Microsoft.Data.Sqlite Agent Patterns
The PoShWiKi codebase is a compact example of using Microsoft.Data.Sqlite as an agent-memory substrate without introducing an ORM. Its value is not architectural novelty, but the clarity of its patterns.
1. Self-Contained SQLite Runtime
PoShWiKi loads Microsoft.Data.Sqlite.dll and the SQLitePCLRaw dependency chain from a local lib/ directory, then initializes the native provider at module import time.
This pattern matters for agents because it avoids "works on my machine" drift:
- the managed assembly is bundled
- the native SQLite library is bundled
- the host process (
pwsh) becomes the delivery vehicle for a deterministic storage stack
This is a practical template for local-first agent tools that cannot rely on global package installation.
2. Connection-Per-Operation Lifecycle
The repository uses a small helper that:
- builds a
Data Source=...connection string - constructs
SqliteConnection - opens the connection
- returns it to a narrowly scoped caller
Each SQL helper then creates a command, executes it, and disposes the connection in a finally block. This is a strong pattern for small agent tools because it minimizes hidden state and reduces the chance of stale long-lived connections.
3. Parameterized Command Construction
PoShWiKi binds user input through AddWithValue() rather than string interpolation:
@Title@Content@Q
For agentic workflows, this is the minimum safe default. The model can generate dynamic values, but the query shape remains fixed and injection-resistant.
4. Read Path: Reader to Plain Object
Invoke-WikiSql executes ExecuteReader(), iterates columns dynamically, and hydrates each row into an ordered PSCustomObject.
The transferable C# lesson is:
- use a low-level reader when the schema is tiny
- translate rows into a plain boundary type immediately
- keep the return contract serializable
In a C# service, the equivalent shape would be a record, DTO, or dictionary. In PoShWiKi, PSCustomObject serves that same boundary role.
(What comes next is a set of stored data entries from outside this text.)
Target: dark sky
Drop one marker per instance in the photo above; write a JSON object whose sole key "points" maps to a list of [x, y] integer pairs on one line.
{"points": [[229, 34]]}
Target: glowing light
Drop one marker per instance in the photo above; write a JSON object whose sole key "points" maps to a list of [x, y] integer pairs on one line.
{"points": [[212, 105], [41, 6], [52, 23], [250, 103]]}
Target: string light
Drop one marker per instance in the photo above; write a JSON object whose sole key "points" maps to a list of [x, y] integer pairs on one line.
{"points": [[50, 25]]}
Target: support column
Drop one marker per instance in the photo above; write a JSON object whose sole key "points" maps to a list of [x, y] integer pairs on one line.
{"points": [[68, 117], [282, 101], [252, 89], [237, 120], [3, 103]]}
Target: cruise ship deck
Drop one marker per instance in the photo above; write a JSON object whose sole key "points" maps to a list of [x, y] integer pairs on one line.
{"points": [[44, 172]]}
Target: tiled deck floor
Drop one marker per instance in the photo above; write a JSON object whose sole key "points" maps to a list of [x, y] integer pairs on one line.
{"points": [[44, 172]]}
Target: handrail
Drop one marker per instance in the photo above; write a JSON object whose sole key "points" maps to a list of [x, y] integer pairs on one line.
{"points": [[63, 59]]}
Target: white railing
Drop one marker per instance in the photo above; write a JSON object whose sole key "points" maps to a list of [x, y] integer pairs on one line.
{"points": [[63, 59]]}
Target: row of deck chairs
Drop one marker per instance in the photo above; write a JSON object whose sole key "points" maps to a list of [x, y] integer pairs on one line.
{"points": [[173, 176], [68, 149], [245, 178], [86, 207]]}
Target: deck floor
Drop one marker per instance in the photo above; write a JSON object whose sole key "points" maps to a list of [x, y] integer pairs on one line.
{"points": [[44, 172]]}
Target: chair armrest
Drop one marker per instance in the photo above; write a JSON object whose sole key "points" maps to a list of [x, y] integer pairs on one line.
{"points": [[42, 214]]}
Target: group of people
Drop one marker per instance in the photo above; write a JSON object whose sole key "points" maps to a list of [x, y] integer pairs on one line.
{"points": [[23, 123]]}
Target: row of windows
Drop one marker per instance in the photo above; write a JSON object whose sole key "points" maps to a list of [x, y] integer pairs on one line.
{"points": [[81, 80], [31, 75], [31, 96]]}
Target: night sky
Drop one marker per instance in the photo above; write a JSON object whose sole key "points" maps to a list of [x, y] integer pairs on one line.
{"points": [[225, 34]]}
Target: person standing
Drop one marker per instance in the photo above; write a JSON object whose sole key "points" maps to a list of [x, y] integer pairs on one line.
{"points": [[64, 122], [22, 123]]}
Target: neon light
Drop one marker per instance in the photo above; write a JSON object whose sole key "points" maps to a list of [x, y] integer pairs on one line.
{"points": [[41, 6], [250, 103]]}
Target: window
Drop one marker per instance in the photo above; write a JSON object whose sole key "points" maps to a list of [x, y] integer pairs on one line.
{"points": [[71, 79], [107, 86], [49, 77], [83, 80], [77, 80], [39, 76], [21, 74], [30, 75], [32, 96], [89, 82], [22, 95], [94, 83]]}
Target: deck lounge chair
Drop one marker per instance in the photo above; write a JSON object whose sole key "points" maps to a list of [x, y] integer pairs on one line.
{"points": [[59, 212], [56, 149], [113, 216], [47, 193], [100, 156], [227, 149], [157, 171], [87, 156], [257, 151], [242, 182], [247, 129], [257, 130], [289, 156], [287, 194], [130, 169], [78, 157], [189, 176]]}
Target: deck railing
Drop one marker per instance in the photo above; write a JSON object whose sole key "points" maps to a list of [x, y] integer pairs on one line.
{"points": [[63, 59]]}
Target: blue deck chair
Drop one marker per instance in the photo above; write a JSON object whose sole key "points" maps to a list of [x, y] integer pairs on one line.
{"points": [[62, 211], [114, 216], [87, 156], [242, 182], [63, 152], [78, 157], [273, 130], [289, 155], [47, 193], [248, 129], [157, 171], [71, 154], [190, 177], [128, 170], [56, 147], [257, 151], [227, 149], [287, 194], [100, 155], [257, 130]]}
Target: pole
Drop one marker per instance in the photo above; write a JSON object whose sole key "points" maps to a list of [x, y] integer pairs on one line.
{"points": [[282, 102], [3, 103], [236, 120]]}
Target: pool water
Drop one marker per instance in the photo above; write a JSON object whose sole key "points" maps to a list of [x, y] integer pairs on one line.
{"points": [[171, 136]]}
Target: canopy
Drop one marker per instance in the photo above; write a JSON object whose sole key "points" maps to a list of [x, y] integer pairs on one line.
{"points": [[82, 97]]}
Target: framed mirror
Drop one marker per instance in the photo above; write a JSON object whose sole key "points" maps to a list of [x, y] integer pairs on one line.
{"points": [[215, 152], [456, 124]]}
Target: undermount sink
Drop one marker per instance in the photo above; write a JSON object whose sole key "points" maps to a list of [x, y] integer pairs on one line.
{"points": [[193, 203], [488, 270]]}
5. Write Path: Explicit Non-Query + UPSERT
Writes are kept simple:
- schema bootstrap uses
CREATE TABLE IF NOT EXISTS - page saves use
INSERT ... ON CONFLICT(Title) DO UPDATE - deletes use
DELETE
This gives agents an idempotent write surface. "Save this page" can safely mean create-or-update without first branching into separate existence checks.
6. Section Logic Above the Database
An important design choice is that section mutation does not happen through relational substructures. PoShWiKi reads the page, rewrites Markdown sections with regex, then stores the full updated page content back through the SQLite layer.
That means:
- SQLite is the durability layer
- PowerShell/.NET string logic is the document-edit layer
- the page remains a single durable unit of truth
This is often the right tradeoff for agent tools where document semantics matter more than relational normalization.
7. Operational Constraints Revealed by the Audit
The deep audit surfaced a few practical constraints:
- the repo is not a Node package, so generic JS proof tooling warns on
testOrExplain() - the shipped PowerShell test suite is the real verification surface
smoke.ps1is brittle ifartifacts/already exists, whilecontracts.ps1,wrapper.ps1,profile-smoke.ps1, andconcurrency.ps1passed cleanly
This is a good reminder that agent infrastructure should expose its native test command explicitly rather than relying on ecosystem-default assumptions.